From fa8f4f8137444d267c087a404bc5532b14f10463 Mon Sep 17 00:00:00 2001
From: Christophe Coevoet <stof@notk.org>
Date: Tue, 2 Sep 2014 02:43:20 +0200
Subject: [PATCH 1/4] Forced all fragment uris to be signed, even for ESI

---
 EventListener/FragmentListener.php           | 13 ++----
 Fragment/EsiFragmentRenderer.php             | 22 +++++++--
 Tests/EventListener/FragmentListenerTest.php | 13 ------
 Tests/Fragment/EsiFragmentRendererTest.php   | 48 +++++++++++++++++++-
 4 files changed, 71 insertions(+), 25 deletions(-)

diff --git a/EventListener/FragmentListener.php b/EventListener/FragmentListener.php
index ef3fad3d4c..3b0e3a9425 100644
--- a/EventListener/FragmentListener.php
+++ b/EventListener/FragmentListener.php
@@ -12,7 +12,6 @@
 namespace Symfony\Component\HttpKernel\EventListener;
 
 use Symfony\Component\HttpFoundation\Request;
-use Symfony\Component\HttpFoundation\IpUtils;
 use Symfony\Component\HttpKernel\Event\GetResponseEvent;
 use Symfony\Component\HttpKernel\KernelEvents;
 use Symfony\Component\HttpKernel\Exception\AccessDeniedHttpException;
@@ -77,13 +76,6 @@ protected function validateRequest(Request $request)

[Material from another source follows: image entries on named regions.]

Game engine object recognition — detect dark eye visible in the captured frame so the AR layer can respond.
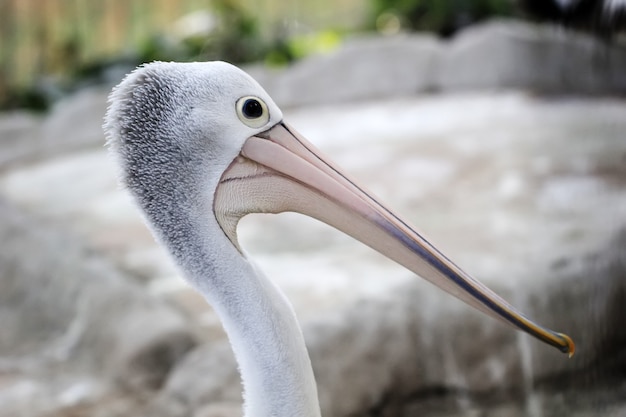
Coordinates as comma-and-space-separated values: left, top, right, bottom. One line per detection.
241, 98, 263, 119
236, 96, 270, 129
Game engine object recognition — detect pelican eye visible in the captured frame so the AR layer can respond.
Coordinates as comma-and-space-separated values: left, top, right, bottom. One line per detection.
237, 96, 270, 128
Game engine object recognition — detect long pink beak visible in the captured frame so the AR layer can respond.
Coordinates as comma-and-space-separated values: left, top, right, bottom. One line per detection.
214, 119, 575, 356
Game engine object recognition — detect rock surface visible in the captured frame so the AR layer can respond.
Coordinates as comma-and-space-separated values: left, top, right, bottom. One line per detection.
250, 20, 626, 107
0, 18, 626, 417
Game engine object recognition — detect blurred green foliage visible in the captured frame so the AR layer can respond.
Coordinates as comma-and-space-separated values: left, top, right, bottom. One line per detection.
370, 0, 515, 36
0, 0, 515, 110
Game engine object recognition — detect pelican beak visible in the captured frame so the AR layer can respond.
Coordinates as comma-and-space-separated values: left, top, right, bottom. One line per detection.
214, 119, 574, 356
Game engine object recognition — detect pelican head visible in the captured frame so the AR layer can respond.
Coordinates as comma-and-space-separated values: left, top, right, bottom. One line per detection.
105, 62, 574, 415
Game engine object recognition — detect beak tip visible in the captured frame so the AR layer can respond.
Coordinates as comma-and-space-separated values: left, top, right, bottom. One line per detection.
558, 333, 576, 358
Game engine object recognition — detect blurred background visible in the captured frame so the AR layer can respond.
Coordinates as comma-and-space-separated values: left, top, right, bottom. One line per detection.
0, 0, 626, 417
0, 0, 624, 110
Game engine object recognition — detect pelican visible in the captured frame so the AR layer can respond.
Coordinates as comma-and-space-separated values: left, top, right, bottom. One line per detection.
104, 62, 574, 417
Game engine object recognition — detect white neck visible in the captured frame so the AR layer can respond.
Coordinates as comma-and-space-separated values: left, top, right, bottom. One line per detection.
161, 214, 320, 417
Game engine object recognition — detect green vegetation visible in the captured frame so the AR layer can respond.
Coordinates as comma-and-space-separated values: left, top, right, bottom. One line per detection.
370, 0, 515, 36
0, 0, 514, 110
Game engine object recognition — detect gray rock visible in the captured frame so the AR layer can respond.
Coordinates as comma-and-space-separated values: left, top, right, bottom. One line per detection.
0, 112, 41, 169
0, 200, 194, 388
41, 88, 110, 155
248, 20, 626, 103
267, 35, 441, 107
437, 21, 626, 94
148, 231, 626, 416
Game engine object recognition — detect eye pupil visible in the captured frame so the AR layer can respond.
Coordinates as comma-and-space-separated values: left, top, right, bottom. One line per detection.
241, 98, 263, 119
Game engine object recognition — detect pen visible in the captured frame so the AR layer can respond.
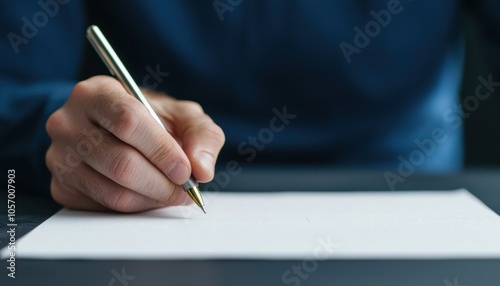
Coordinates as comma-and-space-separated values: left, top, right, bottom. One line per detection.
87, 25, 206, 213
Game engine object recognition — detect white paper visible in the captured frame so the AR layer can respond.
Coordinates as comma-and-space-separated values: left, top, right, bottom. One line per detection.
2, 190, 500, 259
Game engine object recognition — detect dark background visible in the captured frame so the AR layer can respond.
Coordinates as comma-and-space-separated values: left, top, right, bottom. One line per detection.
461, 14, 500, 168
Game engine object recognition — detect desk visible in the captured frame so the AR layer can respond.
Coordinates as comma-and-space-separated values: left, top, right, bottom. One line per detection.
0, 166, 500, 286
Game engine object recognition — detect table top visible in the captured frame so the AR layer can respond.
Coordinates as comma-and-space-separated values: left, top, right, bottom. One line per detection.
0, 166, 500, 285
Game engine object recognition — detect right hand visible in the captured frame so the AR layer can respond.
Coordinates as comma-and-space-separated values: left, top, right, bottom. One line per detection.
46, 76, 224, 212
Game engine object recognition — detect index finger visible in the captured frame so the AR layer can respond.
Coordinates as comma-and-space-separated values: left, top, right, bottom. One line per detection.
75, 76, 191, 185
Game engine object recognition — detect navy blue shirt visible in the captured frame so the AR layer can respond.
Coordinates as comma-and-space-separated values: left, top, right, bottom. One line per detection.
0, 0, 500, 192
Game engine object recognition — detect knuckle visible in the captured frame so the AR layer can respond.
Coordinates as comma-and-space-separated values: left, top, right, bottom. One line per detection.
177, 100, 204, 114
108, 151, 138, 187
114, 105, 144, 141
45, 109, 67, 138
149, 140, 176, 168
71, 81, 91, 97
203, 121, 226, 147
104, 188, 135, 212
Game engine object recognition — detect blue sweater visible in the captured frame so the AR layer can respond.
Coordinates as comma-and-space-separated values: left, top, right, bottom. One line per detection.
0, 0, 500, 192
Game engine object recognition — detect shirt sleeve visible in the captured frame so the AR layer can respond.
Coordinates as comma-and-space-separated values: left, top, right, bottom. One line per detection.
468, 0, 500, 73
0, 0, 85, 193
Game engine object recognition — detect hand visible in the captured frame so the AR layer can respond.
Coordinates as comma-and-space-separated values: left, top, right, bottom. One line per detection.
46, 76, 225, 212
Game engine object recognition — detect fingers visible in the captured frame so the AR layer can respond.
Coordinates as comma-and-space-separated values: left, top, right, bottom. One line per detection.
47, 118, 190, 207
75, 77, 191, 185
48, 145, 189, 212
152, 97, 225, 182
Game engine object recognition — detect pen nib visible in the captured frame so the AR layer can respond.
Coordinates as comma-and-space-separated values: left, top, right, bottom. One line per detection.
186, 186, 207, 213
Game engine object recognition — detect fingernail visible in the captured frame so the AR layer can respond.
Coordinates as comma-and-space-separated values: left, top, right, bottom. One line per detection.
195, 152, 215, 173
167, 162, 190, 185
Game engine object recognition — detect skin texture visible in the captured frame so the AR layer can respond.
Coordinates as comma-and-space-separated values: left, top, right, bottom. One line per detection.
46, 76, 225, 212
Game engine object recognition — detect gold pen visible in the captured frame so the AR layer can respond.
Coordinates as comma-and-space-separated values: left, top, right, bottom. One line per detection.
87, 25, 206, 213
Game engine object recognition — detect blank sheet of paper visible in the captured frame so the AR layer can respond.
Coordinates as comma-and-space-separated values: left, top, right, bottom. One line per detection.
3, 190, 500, 259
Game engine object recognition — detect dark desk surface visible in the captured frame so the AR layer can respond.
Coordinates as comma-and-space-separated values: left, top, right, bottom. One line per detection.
0, 166, 500, 286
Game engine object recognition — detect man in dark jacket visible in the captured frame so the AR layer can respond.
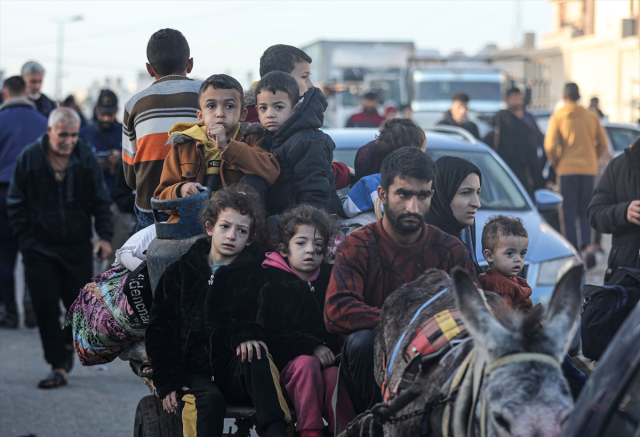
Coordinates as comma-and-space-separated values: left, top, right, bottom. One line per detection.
483, 103, 544, 199
438, 93, 480, 139
588, 139, 640, 284
0, 76, 47, 328
256, 71, 343, 215
21, 61, 58, 117
80, 90, 137, 258
7, 108, 113, 388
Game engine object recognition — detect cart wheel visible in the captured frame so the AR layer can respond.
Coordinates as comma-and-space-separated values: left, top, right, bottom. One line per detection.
133, 395, 182, 437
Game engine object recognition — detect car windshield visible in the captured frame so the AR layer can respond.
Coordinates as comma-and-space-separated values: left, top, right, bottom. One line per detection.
333, 148, 530, 211
417, 81, 502, 101
607, 126, 640, 152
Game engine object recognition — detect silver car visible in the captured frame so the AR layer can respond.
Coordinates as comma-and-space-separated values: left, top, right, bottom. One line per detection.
324, 126, 581, 305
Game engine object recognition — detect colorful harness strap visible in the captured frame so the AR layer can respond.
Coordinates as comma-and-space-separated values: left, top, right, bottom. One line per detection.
404, 308, 465, 363
381, 308, 466, 402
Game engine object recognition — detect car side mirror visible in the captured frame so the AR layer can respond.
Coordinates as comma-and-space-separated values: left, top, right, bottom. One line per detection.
534, 190, 564, 212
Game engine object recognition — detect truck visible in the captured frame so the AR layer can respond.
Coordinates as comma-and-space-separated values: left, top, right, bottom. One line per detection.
410, 62, 513, 134
302, 40, 415, 128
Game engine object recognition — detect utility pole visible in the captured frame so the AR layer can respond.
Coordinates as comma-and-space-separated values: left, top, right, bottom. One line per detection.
512, 0, 522, 47
56, 15, 82, 101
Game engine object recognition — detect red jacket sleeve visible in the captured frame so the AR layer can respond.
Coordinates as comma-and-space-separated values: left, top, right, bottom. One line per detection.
324, 237, 380, 336
331, 161, 351, 190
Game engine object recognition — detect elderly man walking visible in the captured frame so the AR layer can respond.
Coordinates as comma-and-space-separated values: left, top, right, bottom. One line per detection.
544, 83, 607, 254
21, 61, 58, 117
7, 108, 113, 388
0, 76, 47, 328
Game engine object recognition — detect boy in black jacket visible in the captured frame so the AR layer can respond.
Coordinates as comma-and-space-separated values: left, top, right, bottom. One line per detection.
145, 185, 291, 437
256, 71, 343, 215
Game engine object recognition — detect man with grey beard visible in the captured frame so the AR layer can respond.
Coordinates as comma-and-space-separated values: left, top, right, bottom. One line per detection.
7, 108, 113, 388
20, 61, 58, 117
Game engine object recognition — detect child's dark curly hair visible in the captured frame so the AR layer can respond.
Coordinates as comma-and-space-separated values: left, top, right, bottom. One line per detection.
481, 215, 529, 252
200, 185, 269, 247
272, 204, 340, 254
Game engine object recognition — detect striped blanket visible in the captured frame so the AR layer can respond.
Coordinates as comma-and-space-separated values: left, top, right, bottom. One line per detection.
65, 266, 145, 366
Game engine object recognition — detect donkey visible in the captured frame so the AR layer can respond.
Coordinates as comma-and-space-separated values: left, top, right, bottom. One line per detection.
375, 265, 584, 437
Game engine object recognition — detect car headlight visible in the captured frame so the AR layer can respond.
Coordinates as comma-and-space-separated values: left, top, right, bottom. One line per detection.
536, 256, 578, 285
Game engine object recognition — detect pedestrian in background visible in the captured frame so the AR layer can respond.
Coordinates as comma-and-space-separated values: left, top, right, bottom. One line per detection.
483, 88, 544, 199
346, 92, 385, 127
21, 61, 58, 117
0, 76, 47, 328
589, 139, 640, 285
80, 89, 136, 264
7, 108, 113, 388
544, 83, 607, 258
438, 93, 480, 139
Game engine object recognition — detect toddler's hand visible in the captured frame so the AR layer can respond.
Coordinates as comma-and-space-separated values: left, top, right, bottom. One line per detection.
236, 340, 269, 363
313, 345, 336, 369
207, 123, 229, 150
180, 182, 202, 197
162, 387, 189, 413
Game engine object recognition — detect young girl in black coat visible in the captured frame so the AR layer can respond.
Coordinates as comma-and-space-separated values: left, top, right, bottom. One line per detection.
257, 205, 355, 437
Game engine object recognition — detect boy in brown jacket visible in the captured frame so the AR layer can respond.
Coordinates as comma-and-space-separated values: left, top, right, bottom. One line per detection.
478, 215, 533, 310
154, 74, 280, 222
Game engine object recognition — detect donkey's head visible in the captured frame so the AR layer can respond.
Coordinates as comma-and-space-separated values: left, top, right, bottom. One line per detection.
452, 265, 584, 437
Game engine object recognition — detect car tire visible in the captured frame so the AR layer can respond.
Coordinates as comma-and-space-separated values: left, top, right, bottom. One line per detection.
133, 395, 182, 437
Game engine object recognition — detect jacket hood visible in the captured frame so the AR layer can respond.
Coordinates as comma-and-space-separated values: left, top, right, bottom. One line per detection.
624, 144, 640, 179
167, 123, 240, 147
262, 252, 322, 282
271, 87, 327, 144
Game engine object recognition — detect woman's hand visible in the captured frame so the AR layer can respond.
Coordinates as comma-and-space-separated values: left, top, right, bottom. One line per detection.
236, 340, 269, 363
162, 387, 189, 413
313, 345, 336, 369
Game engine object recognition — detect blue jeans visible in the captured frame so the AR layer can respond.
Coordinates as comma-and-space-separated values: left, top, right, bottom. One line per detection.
560, 175, 595, 250
133, 205, 170, 232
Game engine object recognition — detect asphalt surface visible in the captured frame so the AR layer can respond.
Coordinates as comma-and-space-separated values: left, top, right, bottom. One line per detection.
0, 235, 611, 437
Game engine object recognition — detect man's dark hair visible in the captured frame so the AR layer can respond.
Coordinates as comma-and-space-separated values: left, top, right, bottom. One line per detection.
380, 147, 436, 192
256, 71, 300, 105
272, 204, 340, 254
451, 93, 469, 103
482, 215, 529, 252
376, 118, 426, 159
564, 82, 580, 102
507, 86, 521, 99
2, 76, 27, 97
260, 44, 311, 77
198, 74, 244, 109
147, 29, 191, 76
200, 184, 269, 248
362, 91, 379, 102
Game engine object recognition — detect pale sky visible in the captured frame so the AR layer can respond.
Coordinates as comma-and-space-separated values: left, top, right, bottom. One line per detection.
0, 0, 551, 97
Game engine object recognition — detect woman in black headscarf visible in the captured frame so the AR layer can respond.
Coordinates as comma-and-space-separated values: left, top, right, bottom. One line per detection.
427, 156, 482, 274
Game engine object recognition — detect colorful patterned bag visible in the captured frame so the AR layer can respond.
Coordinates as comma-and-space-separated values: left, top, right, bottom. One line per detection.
65, 265, 145, 366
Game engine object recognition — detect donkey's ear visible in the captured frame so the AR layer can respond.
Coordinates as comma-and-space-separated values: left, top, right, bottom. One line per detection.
451, 267, 507, 355
544, 264, 584, 361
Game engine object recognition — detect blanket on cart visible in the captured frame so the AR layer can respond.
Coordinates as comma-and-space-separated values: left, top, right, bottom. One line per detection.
65, 265, 146, 366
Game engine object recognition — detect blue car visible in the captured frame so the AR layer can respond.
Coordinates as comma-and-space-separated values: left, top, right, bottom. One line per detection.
324, 126, 581, 305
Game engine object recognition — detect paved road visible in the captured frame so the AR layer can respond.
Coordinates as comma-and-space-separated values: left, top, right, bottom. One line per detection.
0, 328, 149, 437
0, 236, 610, 437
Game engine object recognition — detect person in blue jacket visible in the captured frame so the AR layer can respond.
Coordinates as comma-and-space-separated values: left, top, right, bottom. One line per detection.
0, 76, 47, 328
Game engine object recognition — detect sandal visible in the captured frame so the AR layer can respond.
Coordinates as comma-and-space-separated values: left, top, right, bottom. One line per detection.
38, 370, 67, 389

             throw new AccessDeniedHttpException();
         }
 
-        // does the Request come from a trusted IP?
-        $trustedIps = array_merge($this->getLocalIpAddresses(), $request->getTrustedProxies());
-        $remoteAddress = $request->server->get('REMOTE_ADDR');
-        if (IpUtils::checkIp($remoteAddress, $trustedIps)) {
-            return;
-        }
-
         // is the Request signed?
         // we cannot use $request->getUri() here as we want to work with the original URI (no query string reordering)
         if ($this->signer->check($request->getSchemeAndHttpHost().$request->getBaseUrl().$request->getPathInfo().(null !== ($qs = $request->server->get('QUERY_STRING')) ? '?'.$qs : ''))) {
@@ -93,6 +85,11 @@ protected function validateRequest(Request $request)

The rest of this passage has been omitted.